Ventiquattro anni e sei mesi. È questa la condanna decisa dalla corte d’Assise di Trapani per Vincenzo Frasillo. Il 55enne accusato di avere picchiato la moglie Rosalia Garofalo, nel gennaio di due anni fa, fino a ucciderla nella loro villetta in via Calypso a Mazara del Vallo. Per l’uomo, che ha già alle spalle alcuni precedenti penali, il pubblico ministero al termine della sua lunga requisitoria aveva chiesto una condanna a ventotto anni di carcere. I giudici, invece, gli hanno riconosciuto la seminfermità mentale.
Ad avvisare i soccorsi era stato proprio il marito della casalinga 52enne il cui corpo venne trovato sul letto matrimoniale, con evidenti segni di percosse ed ecchimosi in tutto il corpo. Una violenza inaudita, poi una morte lenta, senza avere ricevuto alcuna assistenza. La donna morì – secondo quanto stabilito dall’autopsia – dopo tre giorni di agonia. Per gli investigatori, a scatenare la violenza di Frasillo fu «l’ossessione di essere tradito dalla moglie». Mesi prima di essere assassinata la donna, che da un paio di anni si muoveva e parlava a fatica in seguito a un’ischemia, aveva trovato il coraggio di denunciare le violenze subite dal marito. Dopo trent’anni di matrimonio, aiutata dai servizi sociali del Comune, la donna si era allontanata da casa ed era stata ospitata in una comunità. Dopo avere presentato una denuncia, la donna l’aveva ritirata ed era tornata a vivere con l’uomo nella loro abitazione.
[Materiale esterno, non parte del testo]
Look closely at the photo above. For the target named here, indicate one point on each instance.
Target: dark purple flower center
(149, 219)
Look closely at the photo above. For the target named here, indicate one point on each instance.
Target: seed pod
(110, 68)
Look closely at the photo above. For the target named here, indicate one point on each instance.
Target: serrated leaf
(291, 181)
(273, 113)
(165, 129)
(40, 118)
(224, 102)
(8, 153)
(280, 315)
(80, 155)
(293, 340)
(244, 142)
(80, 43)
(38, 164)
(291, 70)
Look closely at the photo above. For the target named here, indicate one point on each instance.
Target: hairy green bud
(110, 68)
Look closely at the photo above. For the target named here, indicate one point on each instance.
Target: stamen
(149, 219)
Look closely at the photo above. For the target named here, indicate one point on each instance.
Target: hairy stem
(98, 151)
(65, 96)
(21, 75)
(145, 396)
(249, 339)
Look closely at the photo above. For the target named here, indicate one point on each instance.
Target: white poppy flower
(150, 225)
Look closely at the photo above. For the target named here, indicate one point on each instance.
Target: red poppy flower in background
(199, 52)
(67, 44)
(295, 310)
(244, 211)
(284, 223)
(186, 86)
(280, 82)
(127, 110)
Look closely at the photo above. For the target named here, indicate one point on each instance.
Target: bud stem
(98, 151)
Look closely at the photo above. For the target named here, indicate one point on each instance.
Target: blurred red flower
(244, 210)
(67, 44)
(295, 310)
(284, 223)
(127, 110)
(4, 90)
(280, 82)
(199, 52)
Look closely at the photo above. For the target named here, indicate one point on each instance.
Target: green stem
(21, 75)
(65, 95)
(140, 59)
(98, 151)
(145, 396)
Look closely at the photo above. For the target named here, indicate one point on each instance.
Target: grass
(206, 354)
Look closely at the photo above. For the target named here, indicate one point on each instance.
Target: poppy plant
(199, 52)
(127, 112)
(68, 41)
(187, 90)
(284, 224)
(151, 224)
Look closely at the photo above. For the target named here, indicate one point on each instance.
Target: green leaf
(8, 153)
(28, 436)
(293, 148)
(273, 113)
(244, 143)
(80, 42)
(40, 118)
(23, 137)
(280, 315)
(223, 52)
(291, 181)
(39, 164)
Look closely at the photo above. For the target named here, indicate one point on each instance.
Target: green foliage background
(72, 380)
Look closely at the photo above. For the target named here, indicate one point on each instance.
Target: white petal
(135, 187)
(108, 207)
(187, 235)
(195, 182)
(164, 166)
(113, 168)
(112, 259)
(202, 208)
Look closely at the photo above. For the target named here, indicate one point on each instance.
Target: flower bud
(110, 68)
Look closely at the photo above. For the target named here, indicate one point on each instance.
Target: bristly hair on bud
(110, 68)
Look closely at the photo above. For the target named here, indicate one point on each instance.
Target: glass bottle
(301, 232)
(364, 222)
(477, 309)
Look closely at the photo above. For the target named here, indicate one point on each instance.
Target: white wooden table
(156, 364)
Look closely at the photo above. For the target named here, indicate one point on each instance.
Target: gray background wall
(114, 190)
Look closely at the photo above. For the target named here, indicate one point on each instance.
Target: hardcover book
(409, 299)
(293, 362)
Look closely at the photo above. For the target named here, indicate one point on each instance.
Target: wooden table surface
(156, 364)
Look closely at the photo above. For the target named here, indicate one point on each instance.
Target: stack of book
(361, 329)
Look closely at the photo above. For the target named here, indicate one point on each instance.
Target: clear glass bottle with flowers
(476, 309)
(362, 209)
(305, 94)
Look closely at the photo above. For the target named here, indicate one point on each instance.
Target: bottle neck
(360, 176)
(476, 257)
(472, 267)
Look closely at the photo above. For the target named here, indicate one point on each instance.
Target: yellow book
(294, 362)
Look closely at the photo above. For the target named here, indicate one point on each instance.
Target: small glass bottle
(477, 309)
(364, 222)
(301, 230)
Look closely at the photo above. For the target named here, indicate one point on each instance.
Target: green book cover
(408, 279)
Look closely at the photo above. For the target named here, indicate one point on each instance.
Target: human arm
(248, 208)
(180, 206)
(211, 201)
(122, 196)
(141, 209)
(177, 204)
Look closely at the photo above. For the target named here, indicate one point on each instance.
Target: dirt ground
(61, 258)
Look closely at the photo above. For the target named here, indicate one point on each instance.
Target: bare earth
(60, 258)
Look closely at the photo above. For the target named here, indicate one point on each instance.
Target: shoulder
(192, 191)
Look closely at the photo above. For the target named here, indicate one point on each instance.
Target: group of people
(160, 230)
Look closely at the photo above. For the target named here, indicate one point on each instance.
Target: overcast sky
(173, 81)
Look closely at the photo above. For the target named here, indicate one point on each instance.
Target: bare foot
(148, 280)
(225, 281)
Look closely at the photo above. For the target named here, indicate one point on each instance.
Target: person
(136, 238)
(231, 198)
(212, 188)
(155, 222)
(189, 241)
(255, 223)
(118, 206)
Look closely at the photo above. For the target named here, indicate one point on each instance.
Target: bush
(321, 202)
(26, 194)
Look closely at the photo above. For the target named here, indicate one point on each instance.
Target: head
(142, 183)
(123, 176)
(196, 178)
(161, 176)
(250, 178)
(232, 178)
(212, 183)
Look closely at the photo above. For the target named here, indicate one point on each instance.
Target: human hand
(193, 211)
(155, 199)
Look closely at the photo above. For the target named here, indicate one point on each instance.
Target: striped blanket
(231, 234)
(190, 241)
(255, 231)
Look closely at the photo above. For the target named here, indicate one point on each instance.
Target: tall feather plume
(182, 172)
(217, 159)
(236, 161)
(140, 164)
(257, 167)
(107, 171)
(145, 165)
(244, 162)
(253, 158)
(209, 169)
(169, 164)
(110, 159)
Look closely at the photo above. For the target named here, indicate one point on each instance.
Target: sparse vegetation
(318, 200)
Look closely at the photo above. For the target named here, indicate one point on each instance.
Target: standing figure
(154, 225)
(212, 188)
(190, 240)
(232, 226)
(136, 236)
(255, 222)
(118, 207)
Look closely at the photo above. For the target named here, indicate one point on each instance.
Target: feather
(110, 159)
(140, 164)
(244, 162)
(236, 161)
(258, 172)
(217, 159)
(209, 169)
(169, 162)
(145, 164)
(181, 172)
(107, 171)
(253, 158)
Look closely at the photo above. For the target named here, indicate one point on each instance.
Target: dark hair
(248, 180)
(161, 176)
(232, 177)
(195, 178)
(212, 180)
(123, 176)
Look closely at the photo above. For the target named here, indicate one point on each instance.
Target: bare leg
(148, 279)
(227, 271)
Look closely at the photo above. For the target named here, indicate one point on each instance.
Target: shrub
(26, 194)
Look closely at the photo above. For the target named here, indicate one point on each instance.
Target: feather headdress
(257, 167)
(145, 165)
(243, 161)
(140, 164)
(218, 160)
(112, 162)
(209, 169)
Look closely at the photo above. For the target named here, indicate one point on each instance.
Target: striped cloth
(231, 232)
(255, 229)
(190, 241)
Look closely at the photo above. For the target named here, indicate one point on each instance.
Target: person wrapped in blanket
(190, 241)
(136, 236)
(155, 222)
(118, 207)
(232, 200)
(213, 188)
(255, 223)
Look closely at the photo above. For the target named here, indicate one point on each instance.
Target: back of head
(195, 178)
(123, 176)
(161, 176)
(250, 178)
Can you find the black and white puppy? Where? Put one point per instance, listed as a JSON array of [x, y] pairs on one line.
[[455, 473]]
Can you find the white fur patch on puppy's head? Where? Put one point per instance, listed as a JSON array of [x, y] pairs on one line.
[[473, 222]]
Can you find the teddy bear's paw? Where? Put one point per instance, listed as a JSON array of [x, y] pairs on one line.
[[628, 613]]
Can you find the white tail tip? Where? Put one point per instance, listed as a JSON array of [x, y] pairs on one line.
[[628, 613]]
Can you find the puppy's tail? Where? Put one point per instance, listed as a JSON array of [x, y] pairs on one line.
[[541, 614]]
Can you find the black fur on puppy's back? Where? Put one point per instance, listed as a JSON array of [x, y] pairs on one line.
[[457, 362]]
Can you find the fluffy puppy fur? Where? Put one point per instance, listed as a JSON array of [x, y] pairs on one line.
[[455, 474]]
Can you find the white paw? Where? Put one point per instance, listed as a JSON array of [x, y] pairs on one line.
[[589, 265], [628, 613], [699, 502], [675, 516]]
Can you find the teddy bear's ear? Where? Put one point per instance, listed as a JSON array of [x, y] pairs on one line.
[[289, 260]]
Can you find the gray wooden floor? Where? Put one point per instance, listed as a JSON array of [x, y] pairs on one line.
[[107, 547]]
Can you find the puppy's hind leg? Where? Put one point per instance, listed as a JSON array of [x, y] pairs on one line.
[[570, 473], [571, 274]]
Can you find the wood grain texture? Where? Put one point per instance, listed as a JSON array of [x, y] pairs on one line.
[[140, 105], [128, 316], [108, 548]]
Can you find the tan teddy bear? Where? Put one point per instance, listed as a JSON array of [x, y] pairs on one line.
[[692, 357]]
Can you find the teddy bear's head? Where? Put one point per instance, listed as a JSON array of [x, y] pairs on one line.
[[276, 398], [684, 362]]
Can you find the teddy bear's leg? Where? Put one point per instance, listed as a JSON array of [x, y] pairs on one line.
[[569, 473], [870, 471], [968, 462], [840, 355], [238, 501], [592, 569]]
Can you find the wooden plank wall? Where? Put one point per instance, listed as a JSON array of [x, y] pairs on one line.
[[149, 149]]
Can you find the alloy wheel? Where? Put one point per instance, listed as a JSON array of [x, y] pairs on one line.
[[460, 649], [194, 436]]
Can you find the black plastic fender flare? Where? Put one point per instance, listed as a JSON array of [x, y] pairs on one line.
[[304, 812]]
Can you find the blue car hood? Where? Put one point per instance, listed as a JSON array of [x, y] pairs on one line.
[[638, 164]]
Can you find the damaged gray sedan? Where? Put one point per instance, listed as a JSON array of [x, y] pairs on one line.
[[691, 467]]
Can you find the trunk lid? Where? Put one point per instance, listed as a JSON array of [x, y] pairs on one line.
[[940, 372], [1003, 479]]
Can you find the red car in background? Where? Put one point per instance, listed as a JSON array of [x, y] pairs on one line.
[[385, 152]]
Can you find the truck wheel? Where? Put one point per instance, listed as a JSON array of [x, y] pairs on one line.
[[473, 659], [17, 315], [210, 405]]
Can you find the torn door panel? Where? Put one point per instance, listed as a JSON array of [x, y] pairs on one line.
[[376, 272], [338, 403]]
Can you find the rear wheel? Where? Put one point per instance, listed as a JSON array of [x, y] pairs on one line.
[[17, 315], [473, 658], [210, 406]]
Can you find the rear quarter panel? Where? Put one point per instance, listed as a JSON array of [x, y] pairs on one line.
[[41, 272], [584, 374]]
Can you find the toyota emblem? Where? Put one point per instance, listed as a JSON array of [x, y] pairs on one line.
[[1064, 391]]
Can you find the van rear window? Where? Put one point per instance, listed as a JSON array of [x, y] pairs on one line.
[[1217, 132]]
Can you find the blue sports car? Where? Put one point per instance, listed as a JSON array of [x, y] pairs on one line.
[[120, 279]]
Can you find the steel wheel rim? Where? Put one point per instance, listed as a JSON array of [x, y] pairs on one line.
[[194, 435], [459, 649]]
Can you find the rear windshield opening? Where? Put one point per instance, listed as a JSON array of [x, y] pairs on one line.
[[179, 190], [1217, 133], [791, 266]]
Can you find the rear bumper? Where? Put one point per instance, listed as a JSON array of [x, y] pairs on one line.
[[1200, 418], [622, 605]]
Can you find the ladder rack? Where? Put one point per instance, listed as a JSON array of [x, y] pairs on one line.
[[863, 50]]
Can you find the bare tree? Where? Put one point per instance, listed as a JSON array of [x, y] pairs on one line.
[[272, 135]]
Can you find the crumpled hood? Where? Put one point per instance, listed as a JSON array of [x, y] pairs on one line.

Frasillo è stato condannato anche al risarcimento dei danni nei confronti dei familiari, del figlio di Rosalia Garofalo e delle associazioni Demetra onlus, La Mimosa onlus, Casa di Venere e Insieme per Marianna che si sono costituite parte civile nell’ambito del procedimento. Il difensore dell’uomo, l’avvocato Antonino Carmicio, in attesa di leggere le motivazioni, ha già annunciato il ricorso in appello.
Aggiornamento dell’8 luglio 2022. Riceviamo e pubblichiamo: L’autrice dell’articolo ha riportato la notizia della condanna che effettivamente è stata inflitta al mio cliente affermando, nella parte conclusiva: “Il difensore dell’uomo, avvocato Antonino Carmicio, in attesa di leggere le motivazioni, ha già annunciato ricorso in appello”. Mi preme evidenziare che il sottoscritto non ha mai annunciato nulla a chicchessia (del resto una impugnazione eventualmente si propone, ma di certo non si annuncia). Scrivere che il sottoscritto ha annunciato l’appello, e scrivere che lo avrebbe fatto prima ancora di conoscere le motivazioni della sentenza è una circostanza assolutamente non vera che lede la professionalità dello scrivente il quale, quando ha impugnato una sentenza lo ha sempre fatto dopo aver letto le motivazioni e quando queste hanno prestato il fianco a eventuali censure. Sicuramente mai in maniera preconcetta.